Jeune artiste musicien, Black Kémé est un véritable ambassadeur de la culture bassari qu’il entend promouvoir et conserver. Du rap, il est passé aux rythmes tradi-modernes avec la perspective de servir musicalement son peuple et étendre le flambeau au-delà de la région.
« Le fils du caméléon » est un vivificateur de sa culture. Avec la musique, il espère promouvoir et porter son identité au-delà de ses frontières. Le choix du nom artistique, « Blak Kémé » (fils du caméléon), en dit long sur son attachement à ses origines. Totem et chef de l’ethnie bassari, le caméléon est le père de tout enfant qui passe l’initiation. « Le terme Kémé renvoie, dans notre langue, à notre chef, le caméléon. Il signifie également 500, un nom adopté et collé à mon grand-père, donc historique », explique Anthony Boubane. Ce sobriquet lui a été donné lors de son initiation. Au moment de recevoir les cadeaux suite à sa réussite des épreuves, il a été le seul de son groupe à avoir un billet de 500 FCfa à l’époque. Un nom qui lui est resté. Un choix pour immortaliser aussi son aïeul.

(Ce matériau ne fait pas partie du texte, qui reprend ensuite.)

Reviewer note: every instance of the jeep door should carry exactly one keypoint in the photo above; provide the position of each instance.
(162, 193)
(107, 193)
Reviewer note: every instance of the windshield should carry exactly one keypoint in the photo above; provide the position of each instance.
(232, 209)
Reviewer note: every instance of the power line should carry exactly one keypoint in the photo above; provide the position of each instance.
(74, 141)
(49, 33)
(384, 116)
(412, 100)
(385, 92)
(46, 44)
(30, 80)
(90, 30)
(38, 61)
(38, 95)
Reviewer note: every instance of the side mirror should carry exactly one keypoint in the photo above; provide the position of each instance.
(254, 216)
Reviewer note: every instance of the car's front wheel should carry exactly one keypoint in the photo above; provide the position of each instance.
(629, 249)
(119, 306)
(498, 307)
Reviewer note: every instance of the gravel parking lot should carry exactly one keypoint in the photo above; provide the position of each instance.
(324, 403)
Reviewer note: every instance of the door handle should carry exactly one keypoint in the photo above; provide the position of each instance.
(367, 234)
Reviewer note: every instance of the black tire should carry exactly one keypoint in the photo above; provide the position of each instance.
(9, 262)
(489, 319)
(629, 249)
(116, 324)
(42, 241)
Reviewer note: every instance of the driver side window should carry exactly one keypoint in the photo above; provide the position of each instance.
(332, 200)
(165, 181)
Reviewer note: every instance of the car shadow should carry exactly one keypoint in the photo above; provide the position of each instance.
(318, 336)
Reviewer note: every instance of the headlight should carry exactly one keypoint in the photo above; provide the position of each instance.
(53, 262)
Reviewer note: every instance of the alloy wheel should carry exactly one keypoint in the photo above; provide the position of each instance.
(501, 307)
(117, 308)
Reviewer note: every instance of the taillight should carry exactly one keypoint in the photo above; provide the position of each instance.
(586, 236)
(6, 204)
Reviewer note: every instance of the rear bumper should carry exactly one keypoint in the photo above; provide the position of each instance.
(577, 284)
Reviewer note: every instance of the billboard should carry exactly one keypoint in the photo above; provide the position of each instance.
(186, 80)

Le jeune artiste de 30 ans, d’un mètre 70, est né à Kédougou. Mais il s’empresse de préciser avoir « subi l’initiation et tout ce qu’il faut pour un jeune bassari ». Il en veut pour preuve sa maîtrise de la langue, parlée dans la concession familiale. Doté d’une belle voix, il mélange sonorités modernes et traditionnelles pour « défendre l’intérêt de ma communauté et de ma culture ». Pour lui, la mission est claire : « valoriser et préserver la culture bassari et ses valeurs ». Ainsi, il s’emploie, dans sa musique, à « sensibiliser la jeunesse à revenir au village, étudier auprès des sages ». Anthony Boubane est d’avis qu’il faut « aller à la modernité tout en restant ancré ».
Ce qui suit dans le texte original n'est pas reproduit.